For the example case of four instances of a radix-4 Turbo decoder, eight payload bits may be processed in one clock cycle. This may bring the clock frequency requirement of a Turbo decoder to under 300 MHz. However, this clock speed may be still too high, which may cause increased power consumption. Furthermore, the need for supporting worst case number of iterations may be rare. Therefore, the designed capacity of a Turbo decoder may be rarely used and yet it may contribute to increased power consumption.

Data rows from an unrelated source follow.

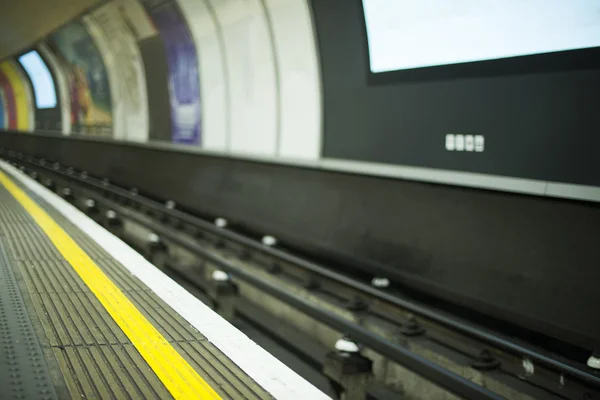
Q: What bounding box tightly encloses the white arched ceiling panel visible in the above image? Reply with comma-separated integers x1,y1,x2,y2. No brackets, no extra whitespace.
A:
38,42,72,135
209,0,278,156
82,16,125,140
265,0,322,160
119,0,158,40
87,0,150,142
178,0,229,151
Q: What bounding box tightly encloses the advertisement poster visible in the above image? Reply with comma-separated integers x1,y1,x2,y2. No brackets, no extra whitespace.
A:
0,62,29,131
0,87,5,128
141,0,201,144
50,21,113,134
0,72,16,129
12,61,35,131
362,0,600,73
45,41,79,130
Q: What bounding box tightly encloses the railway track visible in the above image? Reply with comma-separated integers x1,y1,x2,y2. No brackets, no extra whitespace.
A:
2,147,599,400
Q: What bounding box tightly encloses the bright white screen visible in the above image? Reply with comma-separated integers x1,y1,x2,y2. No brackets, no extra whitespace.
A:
363,0,600,73
18,50,57,108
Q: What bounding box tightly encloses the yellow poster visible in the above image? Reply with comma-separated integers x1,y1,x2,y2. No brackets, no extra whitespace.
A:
0,61,33,131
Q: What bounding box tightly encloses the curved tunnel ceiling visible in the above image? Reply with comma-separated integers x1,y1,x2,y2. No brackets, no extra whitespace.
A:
0,0,101,60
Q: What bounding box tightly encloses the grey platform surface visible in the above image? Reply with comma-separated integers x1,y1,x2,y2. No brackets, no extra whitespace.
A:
0,240,58,400
0,180,272,400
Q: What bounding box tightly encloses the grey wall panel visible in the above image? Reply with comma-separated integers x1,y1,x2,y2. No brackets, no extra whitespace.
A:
1,132,599,351
17,50,63,133
310,0,600,188
138,35,171,141
37,43,70,134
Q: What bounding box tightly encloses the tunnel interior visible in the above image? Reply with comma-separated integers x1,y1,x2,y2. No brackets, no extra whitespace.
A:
0,1,599,398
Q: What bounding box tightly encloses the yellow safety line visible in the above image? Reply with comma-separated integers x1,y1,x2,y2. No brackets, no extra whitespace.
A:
0,170,222,400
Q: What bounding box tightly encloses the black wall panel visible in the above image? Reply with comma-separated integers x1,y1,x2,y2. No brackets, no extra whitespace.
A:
310,0,600,187
1,132,599,350
138,36,171,142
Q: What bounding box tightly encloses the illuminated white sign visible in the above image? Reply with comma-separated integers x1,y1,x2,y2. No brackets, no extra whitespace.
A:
18,50,57,109
363,0,600,73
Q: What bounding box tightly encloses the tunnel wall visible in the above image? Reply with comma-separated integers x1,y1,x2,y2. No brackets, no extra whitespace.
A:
83,5,149,142
177,0,226,150
0,60,34,131
0,67,17,129
37,43,71,134
2,0,598,200
1,131,599,352
0,0,322,160
0,0,599,350
11,61,35,131
141,0,202,145
49,21,114,137
0,86,5,128
312,0,600,189
16,48,64,133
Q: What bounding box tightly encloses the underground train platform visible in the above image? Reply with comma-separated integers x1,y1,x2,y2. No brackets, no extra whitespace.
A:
0,161,324,400
2,0,600,399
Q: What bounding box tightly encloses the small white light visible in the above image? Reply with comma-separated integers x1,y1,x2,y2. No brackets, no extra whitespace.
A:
148,233,160,243
212,270,230,282
445,134,455,151
85,199,95,208
53,163,60,170
261,235,277,247
63,188,71,196
475,135,485,152
165,200,176,209
455,135,465,151
215,218,228,228
371,277,390,288
522,358,534,376
465,135,474,152
587,354,600,370
335,337,360,353
106,210,117,219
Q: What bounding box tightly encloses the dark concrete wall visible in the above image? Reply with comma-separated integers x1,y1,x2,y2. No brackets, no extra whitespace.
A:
1,132,599,350
139,35,171,142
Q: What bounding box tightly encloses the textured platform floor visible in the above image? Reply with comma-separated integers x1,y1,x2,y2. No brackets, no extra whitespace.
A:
0,179,273,400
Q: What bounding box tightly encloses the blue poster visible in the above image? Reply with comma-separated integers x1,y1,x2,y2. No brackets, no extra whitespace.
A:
142,0,201,144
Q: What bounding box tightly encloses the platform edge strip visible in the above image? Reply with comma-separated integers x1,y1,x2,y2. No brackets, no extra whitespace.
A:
0,160,331,400
0,170,222,400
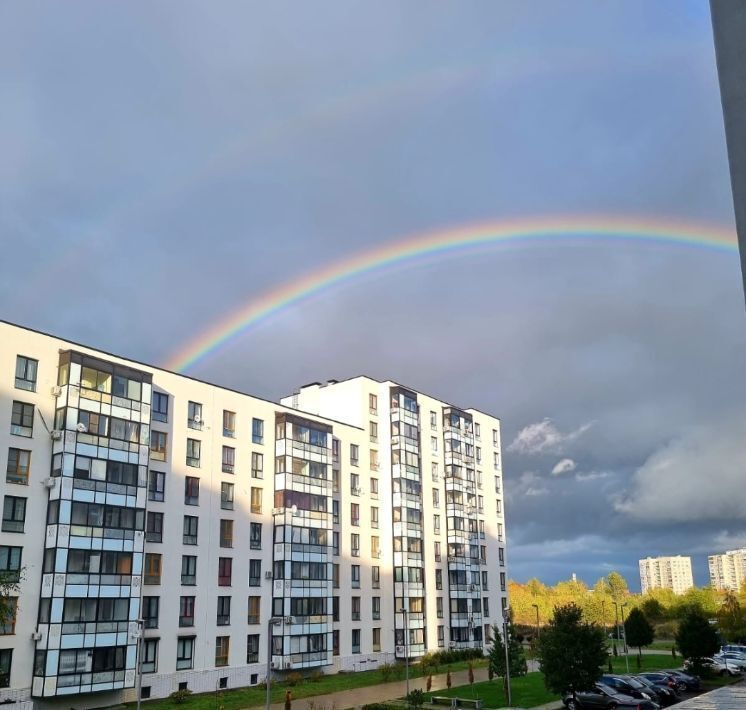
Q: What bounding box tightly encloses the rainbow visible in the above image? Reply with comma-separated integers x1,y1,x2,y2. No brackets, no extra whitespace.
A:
165,215,738,372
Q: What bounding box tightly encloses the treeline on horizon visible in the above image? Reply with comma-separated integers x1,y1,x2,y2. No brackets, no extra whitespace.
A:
509,572,745,639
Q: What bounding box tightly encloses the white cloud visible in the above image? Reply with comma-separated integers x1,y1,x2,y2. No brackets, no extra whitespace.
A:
575,471,611,482
552,458,577,475
614,417,746,523
508,418,593,455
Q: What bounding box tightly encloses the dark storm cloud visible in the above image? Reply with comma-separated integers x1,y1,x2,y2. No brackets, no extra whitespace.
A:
1,0,742,589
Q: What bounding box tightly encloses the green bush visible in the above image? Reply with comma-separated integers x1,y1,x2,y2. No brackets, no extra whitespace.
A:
285,671,304,686
310,670,324,682
407,689,425,709
168,689,193,704
427,648,484,666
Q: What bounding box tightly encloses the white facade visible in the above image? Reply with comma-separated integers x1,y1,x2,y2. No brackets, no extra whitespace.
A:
638,556,694,595
708,549,746,592
0,321,507,708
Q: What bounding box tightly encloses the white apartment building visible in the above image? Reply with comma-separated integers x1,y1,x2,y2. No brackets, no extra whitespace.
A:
639,556,694,595
708,549,746,591
0,320,507,708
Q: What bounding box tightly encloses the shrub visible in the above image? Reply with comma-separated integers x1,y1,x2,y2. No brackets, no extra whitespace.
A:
379,662,395,682
169,689,193,704
407,689,425,710
286,672,304,687
310,670,324,683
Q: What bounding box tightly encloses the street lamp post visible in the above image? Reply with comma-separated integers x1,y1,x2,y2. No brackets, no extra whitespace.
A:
620,603,630,674
400,608,410,703
266,616,293,710
601,600,606,639
531,604,540,643
503,607,512,708
612,602,620,654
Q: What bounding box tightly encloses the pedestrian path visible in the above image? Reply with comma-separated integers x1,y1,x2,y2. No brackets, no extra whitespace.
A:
243,665,559,710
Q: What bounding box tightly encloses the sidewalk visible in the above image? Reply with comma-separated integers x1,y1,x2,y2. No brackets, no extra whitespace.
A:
244,665,560,710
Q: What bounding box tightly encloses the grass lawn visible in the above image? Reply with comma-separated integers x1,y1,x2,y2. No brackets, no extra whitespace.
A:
132,659,487,710
425,674,558,709
608,653,678,673
647,641,676,652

Most Turbo decoders employ one or more of adaptive stopping criteria to stop performing further decoding iterations. One such criteria may be to check the CRC of a Code Block at the end of each iteration. If the CRC passes, then the Turbo decoder may stop performing further iterations on that Code Block. Another adaptive stopping criteria may include the detection of conditions where a Code Block may be unlikely to be successfully decoded regardless of the number of iterations. Despite using such adaptive stopping criteria, the worst case scenario of requiring maximum number of iterations in a subframe cannot be avoided.

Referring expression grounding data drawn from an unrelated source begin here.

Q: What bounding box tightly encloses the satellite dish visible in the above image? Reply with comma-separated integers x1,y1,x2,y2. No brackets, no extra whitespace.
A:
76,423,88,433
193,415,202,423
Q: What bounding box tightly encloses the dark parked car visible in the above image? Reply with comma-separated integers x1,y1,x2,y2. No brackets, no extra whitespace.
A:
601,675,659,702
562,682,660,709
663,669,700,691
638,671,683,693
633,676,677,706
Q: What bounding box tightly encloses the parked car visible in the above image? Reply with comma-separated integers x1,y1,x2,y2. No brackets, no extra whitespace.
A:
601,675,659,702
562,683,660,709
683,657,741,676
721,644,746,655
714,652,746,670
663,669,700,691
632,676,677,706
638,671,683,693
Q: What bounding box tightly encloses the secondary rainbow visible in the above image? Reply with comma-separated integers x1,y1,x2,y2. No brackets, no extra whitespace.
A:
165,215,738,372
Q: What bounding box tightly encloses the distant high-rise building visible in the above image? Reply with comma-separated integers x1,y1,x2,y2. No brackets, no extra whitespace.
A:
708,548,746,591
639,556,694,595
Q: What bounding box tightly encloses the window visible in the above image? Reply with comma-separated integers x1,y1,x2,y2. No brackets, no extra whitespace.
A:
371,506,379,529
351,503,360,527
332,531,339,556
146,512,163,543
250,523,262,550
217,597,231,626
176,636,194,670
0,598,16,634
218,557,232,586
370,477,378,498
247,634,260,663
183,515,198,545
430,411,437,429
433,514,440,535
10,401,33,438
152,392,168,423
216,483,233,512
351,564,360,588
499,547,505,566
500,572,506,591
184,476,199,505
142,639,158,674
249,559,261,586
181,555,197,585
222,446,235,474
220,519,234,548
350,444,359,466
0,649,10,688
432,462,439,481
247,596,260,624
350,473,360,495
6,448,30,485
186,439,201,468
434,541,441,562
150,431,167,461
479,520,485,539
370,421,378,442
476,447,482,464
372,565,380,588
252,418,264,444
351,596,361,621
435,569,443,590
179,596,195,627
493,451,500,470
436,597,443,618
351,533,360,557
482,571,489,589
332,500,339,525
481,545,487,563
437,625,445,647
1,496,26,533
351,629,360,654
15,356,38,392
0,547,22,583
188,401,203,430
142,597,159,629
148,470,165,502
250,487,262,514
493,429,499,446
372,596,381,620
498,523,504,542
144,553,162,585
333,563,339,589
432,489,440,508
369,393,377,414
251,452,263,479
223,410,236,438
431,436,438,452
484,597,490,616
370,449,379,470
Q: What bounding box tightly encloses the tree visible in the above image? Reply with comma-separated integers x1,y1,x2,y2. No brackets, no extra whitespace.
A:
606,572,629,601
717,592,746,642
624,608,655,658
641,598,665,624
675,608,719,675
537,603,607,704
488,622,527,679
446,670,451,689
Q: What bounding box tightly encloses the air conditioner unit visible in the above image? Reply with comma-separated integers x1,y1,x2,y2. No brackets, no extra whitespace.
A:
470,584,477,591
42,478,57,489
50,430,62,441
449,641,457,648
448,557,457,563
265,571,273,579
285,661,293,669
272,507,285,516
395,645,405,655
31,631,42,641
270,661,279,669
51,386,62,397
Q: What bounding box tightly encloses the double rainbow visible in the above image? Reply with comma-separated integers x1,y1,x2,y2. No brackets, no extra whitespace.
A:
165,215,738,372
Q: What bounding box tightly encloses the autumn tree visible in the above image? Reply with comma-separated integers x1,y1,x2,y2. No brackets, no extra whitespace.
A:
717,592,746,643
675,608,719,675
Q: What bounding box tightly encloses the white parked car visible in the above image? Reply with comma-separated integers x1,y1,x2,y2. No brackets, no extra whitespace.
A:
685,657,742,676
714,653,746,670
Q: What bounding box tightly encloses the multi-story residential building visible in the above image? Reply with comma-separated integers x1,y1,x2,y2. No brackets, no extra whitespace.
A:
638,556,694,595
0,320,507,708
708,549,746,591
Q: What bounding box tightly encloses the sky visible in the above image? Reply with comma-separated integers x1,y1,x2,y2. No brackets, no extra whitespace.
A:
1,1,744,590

Due to statistical nature of the signal conditions and the number of decoding iterations required, a Turbo decoder may require variable number of iterations and therefore variable amount of time to finish decoding all the Code Blocks of a subframe. If the decoding of one subframe is not finished before another subframe needs to be decoded, the processing of subsequent subframes may be delayed. Such consecutive delays can eventually cause excessive delays and the Turbo decoder may never catch up to the real time and be able to sustain the required throughput and latency requirements. Delay is a critical factor because the acknowledgement (positive or negative) may need to be sent to the base station in a timely manner for the Hybrid Automatic Repeat Request (HARQ) protocol to work properly. Therefore, even though on average the required number of Turbo decoder iterations may be low, a Turbo decoder must be designed to handle worst case scenarios over a sustained period of time.
Conventional methods for handling the Turbo decoder iterations requirement set an upper limit to the maximum number of Turbo iterations allowed for decoding one Code Block. Similarly, the maximum number of Turbo iterations allowed for an entire subframe may be limited to a value based on the implementation constraints. With the conventional method, if the turbo decoder completes the decoding of a Code Block in fewer iterations than the configured maximum allowed number of iterations, the time saved in unused iterations may not be utilized due to the static nature of the method.